Infraestruturas de Portugal mantém encerrado o troço afetado pelo deslizamento de terras e considera que ainda não existem condições de segurança para retomar a circulação, apesar da proposta apresentada pela Câmara de Penacova para uma reabertura provisória durante o verão.

A Infraestruturas de Portugal (IP) recusou a proposta apresentada pela Câmara Municipal de Penacova para reabrir, de forma temporária e condicionada, o troço da EN2 junto ao cemitério da Carvoeira, encerrado desde o final de janeiro na sequência dos graves danos provocados pelas tempestades que afetaram a região. A decisão prolonga a incerteza para milhares de utilizadores desta via estratégica e aumenta a preocupação da autarquia, que considera demasiado indefinido o calendário previsto para a reabilitação da EN2 e da ER110.
Câmara procurou uma solução provisória para o verão
Nos últimos meses, o Município de Penacova tem mantido contactos com o Governo, a Infraestruturas de Portugal, a Região Metropolitana de Coimbra e outras entidades, procurando acelerar a recuperação das duas principais ligações rodoviárias afetadas no concelho.
Perante os impactos sentidos pelas populações, empresas, transportes públicos e meios de socorro, a autarquia apresentou uma proposta técnica para permitir a reabertura parcial da EN2, no troço compreendido entre os quilómetros 238,240 e 238,450, na zona da Carvoeira.
A solução previa:
- circulação alternada através de semáforos;
- acesso exclusivo a veículos ligeiros;
- velocidade limitada a 30 km/h;
- reforço da drenagem superficial;
- execução de rampas em mistura betuminosa nas zonas fissuradas do pavimento;
- instalação da respetiva sinalização rodoviária.
O município assumia ainda a execução destas intervenções, procurando criar condições mínimas para restabelecer a circulação durante os meses de maior movimento.
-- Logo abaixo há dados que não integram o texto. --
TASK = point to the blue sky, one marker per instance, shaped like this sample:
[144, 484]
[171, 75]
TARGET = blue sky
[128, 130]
Paralelamente, foram instalados alvos topográficos para monitorizar permanentemente a evolução do terreno e estão previstas novas sondagens geotécnicas. Segundo a Câmara, as leituras mais recentes apontam para uma estabilização da plataforma afetada.
IP mantém que segurança não está garantida
A proposta acabou, contudo, por ser rejeitada pela Infraestruturas de Portugal.
Na resposta enviada ao Município, a empresa pública considera que continuam por esclarecer aspetos fundamentais relacionados com a instabilidade do terreno.
Segundo a IP, “não estão reunidas condições para autorizar a circulação no troço afetado”, uma vez que permanecem desconhecidos “elementos essenciais sobre a evolução da instabilidade, designadamente a profundidade e espessura da massa de solo instabilizada”.
A empresa acrescenta ainda que os deslocamentos horizontais já observados no muro de contenção do cemitério, na ordem dos 30 centímetros, constituem “um sinal objetivo de instabilidade relevante”, não permitindo concluir que o trânsito possa ser retomado em segurança.
Relatório técnico sustenta posição da autarquia
A proposta da Câmara baseou-se num relatório técnico elaborado pelo Itecons, que identificou um conjunto de recomendações consideradas suficientes para uma reabertura condicionada.
Recorde-se que, logo após as tempestades que atingiram o concelho, o município realizou uma intervenção de emergência para estabilizar os muros do cemitério da Carvoeira, permitindo intervir nos talhões afetados. Está igualmente em curso a trasladação de algumas sepulturas, integrada nas medidas de segurança adotadas.
Apesar destes trabalhos, a decisão final continua a depender da Infraestruturas de Portugal, entidade responsável pela gestão da infraestrutura rodoviária.
Encerramento continua a penalizar mobilidade e economia
A manutenção do corte da EN2 soma-se ao encerramento da ER110 entre Coimbra e Penacova, provocando fortes constrangimentos na mobilidade de residentes, empresas e serviços essenciais.
O desvio do trânsito para percursos alternativos implica viagens mais longas, aumento dos custos de transporte e maiores tempos de resposta para diversas atividades económicas e serviços públicos.
Nos últimos meses, empresários da região têm vindo igualmente a reclamar um plano de ação urgente para a reabertura da EN2, alertando para os prejuízos acumulados e para os riscos acrescidos nas vias alternativas.
A Câmara Municipal de Penacova afirma olhar com “extrema preocupação” para o calendário atualmente perspetivado pela Infraestruturas de Portugal, considerando que tanto a EN2 como a ER110 permanecem sem uma previsão clara de reabertura, prolongando uma situação que continua a afetar diariamente a vida das populações do concelho e dos territórios vizinhos.